La matinée était déjà bien engagée, il aurait voulu traîner un peu au lit mais il sentait qu'il y aurait passé la journée, alors il se força à se lever. Il descendit à la cuisine, une douce odeur de soupe aux algues embaumait la pièce. Sa mère était en train de préparer le repas.

– Eh bien il était temps, fit-elle en le voyant arriver.

Il l'embrassa et alla prendre son bol dans le placard. Le personnage dessiné dans le fond de la faïence se mit à lui tirer la langue.

– J'allais venir te réveiller, dit sa mère. Tu as reçu ça.

Elle lui montrait une enveloppe déjà ouverte, posée sur la table. Joakim posa son bol, alla chercher la lettre et la parcourut rapidement. Et il eut l'impression que le sol cédait sous ses pieds au moment où il lut : « ...convoqué à la Maison Proconsulaire... ».

Pas ça.

– Tu as une idée de ce qu'ils veulent ?, demanda sa mère.

Joakim tombait en chute libre. Il continuait de lire la lettre, en vérité ses yeux voyaient les mots mais son esprit n'était plus capable de les déchiffrer. Il cherchait une issue, comme la veille parmi les flammes.

– Joakim, dit sa mère d'un air sombre, tu n'as rien fait de mal, j'espère ?

Joakim hésita une petite seconde.

– Non.

– Je vous l'ai dit depuis le début : il va y avoir des problèmes. Ce qui se passe avec l'art et tout ça ? Ce n'est pas normal. Je vous l'ai dit. J'espère seulement que tu n'as pas fait de bêtises. Va te préparer, dépêche-toi : tu es censé y être avant midi et il ne faut pas que tu sois en retard.

Joakim s'empressa d'obéir, il fila dans sa chambre.

Son cœur avait déraillé, il battait en pagaille. Pendant qu'il s'habillait, son reflet à moitié transparent dans la vitre avait l'air d'agir tout seul.

Une question inattendue s'était installée dans sa tête : en fait, pourquoi fallait-il qu'il y aille ? C'était de la folie. On allait l'arrêter, le juger, peut-être l'exécuter, au minimum l'enfermer pour des années. C'était fini pour lui, dans tous les cas sa vie était perdue. Il ressortirait dans longtemps, après avoir vécu pour rien, avec plus rien à vivre. Ça n'avait pas de sens.

Mais pouvait-il prendre le risque de ne pas obéir à une convocation de la Grande Nation ? Parce que dans ce cas-là, quelle différence ça ferait ? Il n'aurait plus qu'à fuir, on le traquerait. En plus, cette convocation, ce n'était peut-être rien, essayait-il de se convaincre en quittant la maison.

Le ciel était uniformément gris, comme si ça avait été sa teinte naturelle. Un vent méchant soufflait de l'Est. Joakim réalisa qu'il n'avait pas dit au-revoir à sa mère. Aurait-il dû lui dire adieu ? Reviendrait-il chez lui ? Etait-ce la dernière fois qu'il traversait ces rues ?

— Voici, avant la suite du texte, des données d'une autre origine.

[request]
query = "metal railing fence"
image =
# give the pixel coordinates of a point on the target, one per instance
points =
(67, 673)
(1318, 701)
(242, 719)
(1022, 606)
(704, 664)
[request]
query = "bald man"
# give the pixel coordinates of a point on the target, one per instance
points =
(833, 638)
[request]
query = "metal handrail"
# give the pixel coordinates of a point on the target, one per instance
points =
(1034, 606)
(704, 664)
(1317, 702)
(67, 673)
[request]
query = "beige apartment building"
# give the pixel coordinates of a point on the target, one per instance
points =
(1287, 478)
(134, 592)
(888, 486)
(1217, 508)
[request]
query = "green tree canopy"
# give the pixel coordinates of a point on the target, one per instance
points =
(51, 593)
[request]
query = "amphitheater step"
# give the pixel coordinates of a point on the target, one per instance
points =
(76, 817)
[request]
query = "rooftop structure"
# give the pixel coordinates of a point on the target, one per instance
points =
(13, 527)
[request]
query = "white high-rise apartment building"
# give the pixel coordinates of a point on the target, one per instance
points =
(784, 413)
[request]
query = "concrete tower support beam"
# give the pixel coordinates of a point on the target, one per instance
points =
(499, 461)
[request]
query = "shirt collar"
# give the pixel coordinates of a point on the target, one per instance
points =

Ses jambes le transportaient malgré lui, il les força à faire un détour par le port pour voir les maisons et les bateaux changer de couleurs. Il ne s'arrêta pas. Il se rendit seulement compte en passant qu'il ne se lassait toujours pas de tout ça.

Arrivé au pied de la chapelle Saint Kemo, toujours sans s'arrêter, il jeta un œil en l'air, vers les vitraux et les gargouilles. Il remarqua pour la première fois que l'une d'elles manquait. Sans doute là où siégeait Rezennet. Il repensa à comment elle avait fini, à la violence de l'attaque de l'atelier. A celle de la forêt de Dervenn pas plus tard que la veille. A Cassano disparu pour des siècles, après des siècles d'une existence paisible. Au Proconsul qui avait gagné, à chaque fois, d'une manière ou d'une autre. Au Proconsul qui allait gagner une fois de plus contre lui. Au Proconsul qui gagnait toujours.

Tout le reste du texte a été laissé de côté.